Le lait d'ânesse - Conte de Jean-Nicolas Bouilly wiki

Souvent un moment de gaieté, la plus simple plaisanterie, peuvent avoir des suites fâcheuses et nous causer des regrets que la réflexion seule nous eût épargnés. Cela nous prouve que nous devons ne jamais rien faire sans songer à l’effet qui doit être produit, et ne jamais nous abandonner étourdiment à tout ce qui peut nous amuser. 

La vieille Marthe, veuve d’un pauvre vigneron, était sans famille, sans aucun appui sur la terre. Elle n’avait pour tout bien qu’une masure et un petit jardin, ce qui ne pouvait suffire à son existence. Pour subvenir à ses besoins, elle faisait les commissions des divers habitants de son village, parmi lesquels étaient plusieurs propriétaires de domaines importants, entre autres celui de l’ancienne abbaye de Vallière, à deux lieues de Tours, sur la route de Nantes. Cette délicieuse habitation, remarquable par sa position, d’où l’on suit à perte de vue la Loire et le Cher dans leur cours, appartenait à madame de Courcelles, veuve d’un intendant militaire qui, tout en se faisant estimer des officiers généraux et chérir du soldat, avait acquis une fortune suffisante pour laisser en mourant une honnête aisance à sa femme et à sa chère Zélia, unique fruit de l’union la plus heureuse. 

Madame de Courcelles, remarquable par le bien qu’elle faisait dans le pays, ainsi que par les hautes qualités qui la distinguaient, était d’une gaieté franche, communicative, et d’un enjouement inaltérable.
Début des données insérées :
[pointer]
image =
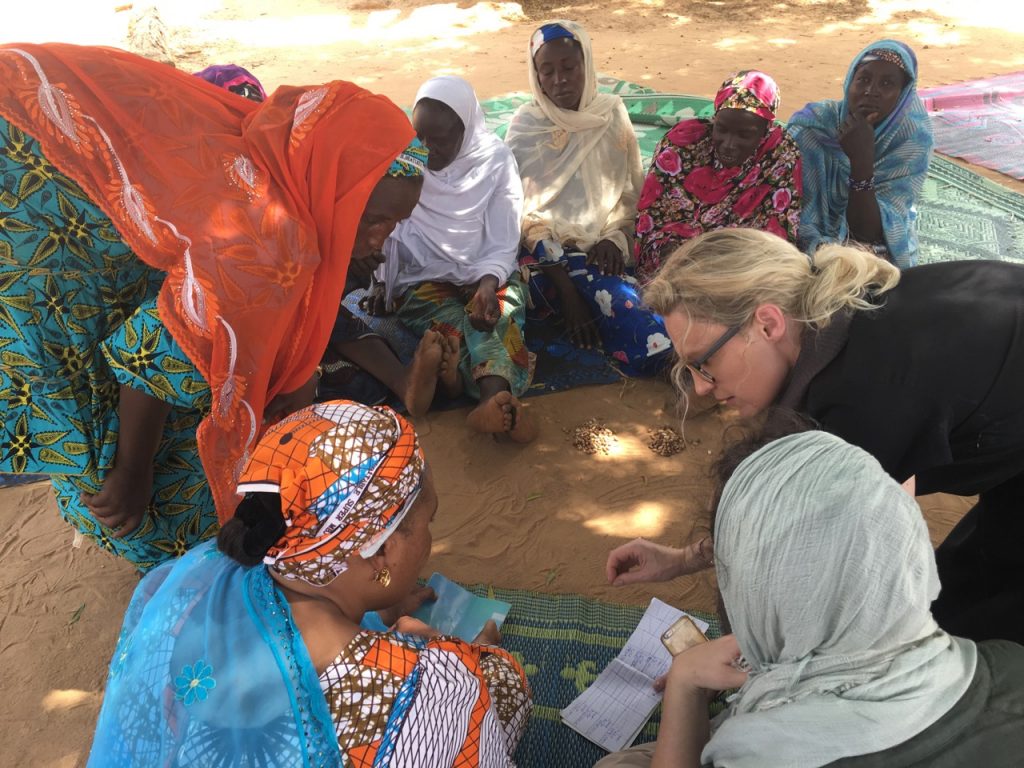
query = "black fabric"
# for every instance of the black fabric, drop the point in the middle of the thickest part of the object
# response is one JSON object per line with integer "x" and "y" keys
{"x": 932, "y": 384}
{"x": 984, "y": 728}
Elle devait à ces heureux dons de la nature la résignation qu’elle avait montrée en perdant un époux qu’elle aimait ; et sa fille, dont elle seule dirigeait l’éducation, semblait avoir le même caractère. Douée d’une imagination vive, souvent même irréfléchie, Zélia cédait trop facilement à toutes les impressions qu’elle recevait, et commettait de fréquentes étourderies, des fautes graves, dont la faisaient bientôt repentir son coeur aimant et son heureux naturel. Il ne se passait pas de jour qu’elle ne fit, à tous les gens de l’habitation de sa mère, quelques niches dont ils riaient d’abord, mais qui finissaient quelquefois par leur déplaire et les fatiguer. Il n’est rien, en effet, de plus assommant, que cette manie de jouer des tours à tout le monde, de badiner sur les choses sérieuses, de tourner tout en plaisanterie. L’excès de gaieté devient quelquefois pire que la tristesse même; et l’on fuit tous ces rieurs de profession, qui d’abord nous amusent quelques instants, et produisent tout à coup la plus insupportable satiété. 
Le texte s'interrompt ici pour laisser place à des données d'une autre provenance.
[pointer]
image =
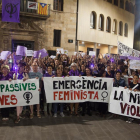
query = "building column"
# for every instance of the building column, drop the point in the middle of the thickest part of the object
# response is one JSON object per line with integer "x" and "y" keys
{"x": 109, "y": 49}
{"x": 95, "y": 46}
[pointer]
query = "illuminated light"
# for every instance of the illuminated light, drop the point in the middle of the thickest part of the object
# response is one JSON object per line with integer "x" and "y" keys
{"x": 92, "y": 66}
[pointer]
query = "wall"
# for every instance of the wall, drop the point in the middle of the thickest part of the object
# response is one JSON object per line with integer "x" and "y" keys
{"x": 62, "y": 20}
{"x": 107, "y": 9}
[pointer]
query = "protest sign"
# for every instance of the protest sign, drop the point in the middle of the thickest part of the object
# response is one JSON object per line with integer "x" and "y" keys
{"x": 32, "y": 5}
{"x": 53, "y": 56}
{"x": 30, "y": 52}
{"x": 134, "y": 64}
{"x": 11, "y": 10}
{"x": 19, "y": 93}
{"x": 5, "y": 54}
{"x": 21, "y": 50}
{"x": 35, "y": 54}
{"x": 60, "y": 51}
{"x": 77, "y": 89}
{"x": 123, "y": 50}
{"x": 91, "y": 53}
{"x": 17, "y": 57}
{"x": 66, "y": 52}
{"x": 42, "y": 53}
{"x": 125, "y": 102}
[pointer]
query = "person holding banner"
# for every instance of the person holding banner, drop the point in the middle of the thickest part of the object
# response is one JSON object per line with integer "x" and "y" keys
{"x": 74, "y": 72}
{"x": 5, "y": 76}
{"x": 55, "y": 105}
{"x": 134, "y": 86}
{"x": 49, "y": 74}
{"x": 87, "y": 104}
{"x": 20, "y": 75}
{"x": 37, "y": 75}
{"x": 119, "y": 82}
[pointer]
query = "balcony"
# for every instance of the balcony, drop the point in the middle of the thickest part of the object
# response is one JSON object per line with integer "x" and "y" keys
{"x": 25, "y": 12}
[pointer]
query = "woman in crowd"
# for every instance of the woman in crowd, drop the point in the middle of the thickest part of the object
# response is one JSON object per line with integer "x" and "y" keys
{"x": 5, "y": 76}
{"x": 74, "y": 72}
{"x": 20, "y": 75}
{"x": 87, "y": 104}
{"x": 55, "y": 105}
{"x": 134, "y": 86}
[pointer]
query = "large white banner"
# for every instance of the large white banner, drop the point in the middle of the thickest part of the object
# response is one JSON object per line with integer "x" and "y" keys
{"x": 123, "y": 50}
{"x": 134, "y": 64}
{"x": 19, "y": 93}
{"x": 77, "y": 89}
{"x": 125, "y": 102}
Zélia avait joué plus d’un tour à la vieille Marthe, qui demeurait à l’entrée de l’avenue de l’abbaye. On la voyait courir chez elle dans ses moments de récréation, pour lui faire chanter quelques vieilles chansons du pays, ou réciter de ces anciens contes de sorciers et de revenants, dont Zélia riait aux éclats, et s’amusait en jeune personne instruite, et par cela même, exempte de tous faux préjugés. 
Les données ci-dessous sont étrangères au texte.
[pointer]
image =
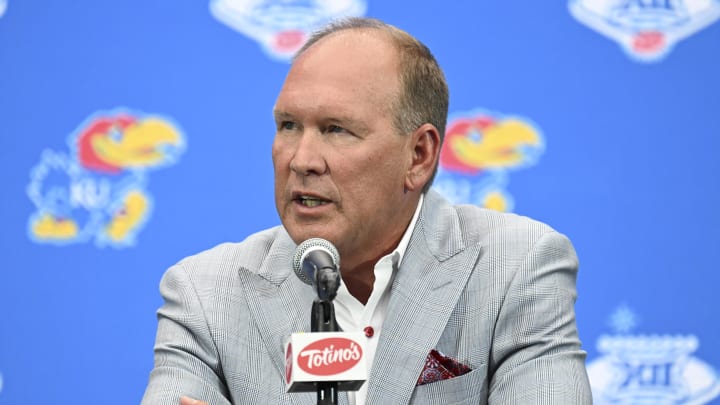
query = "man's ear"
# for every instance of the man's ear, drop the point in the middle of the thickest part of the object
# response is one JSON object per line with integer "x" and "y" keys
{"x": 425, "y": 154}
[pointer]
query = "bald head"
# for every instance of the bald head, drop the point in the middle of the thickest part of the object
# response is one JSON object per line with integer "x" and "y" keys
{"x": 423, "y": 95}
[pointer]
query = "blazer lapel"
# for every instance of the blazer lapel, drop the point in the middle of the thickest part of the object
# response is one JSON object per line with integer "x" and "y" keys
{"x": 427, "y": 286}
{"x": 280, "y": 304}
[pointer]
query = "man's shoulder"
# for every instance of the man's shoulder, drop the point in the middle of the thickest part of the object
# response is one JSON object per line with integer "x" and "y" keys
{"x": 475, "y": 222}
{"x": 459, "y": 226}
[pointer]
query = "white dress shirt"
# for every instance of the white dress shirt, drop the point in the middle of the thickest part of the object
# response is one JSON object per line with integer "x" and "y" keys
{"x": 352, "y": 315}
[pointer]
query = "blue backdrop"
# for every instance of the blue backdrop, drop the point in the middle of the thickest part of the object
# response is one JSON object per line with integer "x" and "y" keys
{"x": 135, "y": 133}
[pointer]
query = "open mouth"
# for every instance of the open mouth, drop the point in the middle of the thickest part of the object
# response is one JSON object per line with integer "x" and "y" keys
{"x": 311, "y": 202}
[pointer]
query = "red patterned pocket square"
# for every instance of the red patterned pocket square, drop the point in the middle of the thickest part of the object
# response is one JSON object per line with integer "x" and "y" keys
{"x": 440, "y": 367}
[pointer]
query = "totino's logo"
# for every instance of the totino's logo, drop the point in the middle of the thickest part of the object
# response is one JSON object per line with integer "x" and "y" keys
{"x": 646, "y": 29}
{"x": 329, "y": 356}
{"x": 282, "y": 27}
{"x": 99, "y": 190}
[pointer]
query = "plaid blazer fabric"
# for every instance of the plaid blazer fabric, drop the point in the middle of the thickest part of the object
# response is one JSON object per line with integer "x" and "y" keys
{"x": 494, "y": 291}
Mais les excursions que Zélia faisait chez la bonne Marthe devinrent encore plus fréquentes par l’arrivée de Rosine Bérard, son amie de coeur, et pour le moins aussi espiègle que notre étourdie. Elle avait été amenée de Paris par sa mère, qui, étant allée prendre les eaux de Barèges, avait prié madame de Courcelles de se charger de sa fille ; ce que celle-ci avait fait avec empressement, désirant obliger une des femmes qu’elle chérissait, qu’elle estimait le plus, et procurer en même temps à sa chère Zélia une digne compagne de toutes ses folies. 

Oh ! combien alors la pauvre Marthe eut à supporter d’espiègleries de la part des deux inséparables ! Il est vrai qu’elle en était amplement dédommagée par mille petits cadeaux et par les nombreuses commissions que lui donnaient à faire Zélia et Rosine, et dont elle était toujours bien payée ; mais ce qui lui plaisait le plus, c’était le caquet brillant, l’inépuisable gaieté et les prouesses en tout genre des deux petites amies : elles lui rappelaient si délicieusement l’heureuse époque de sa jeunesse ! 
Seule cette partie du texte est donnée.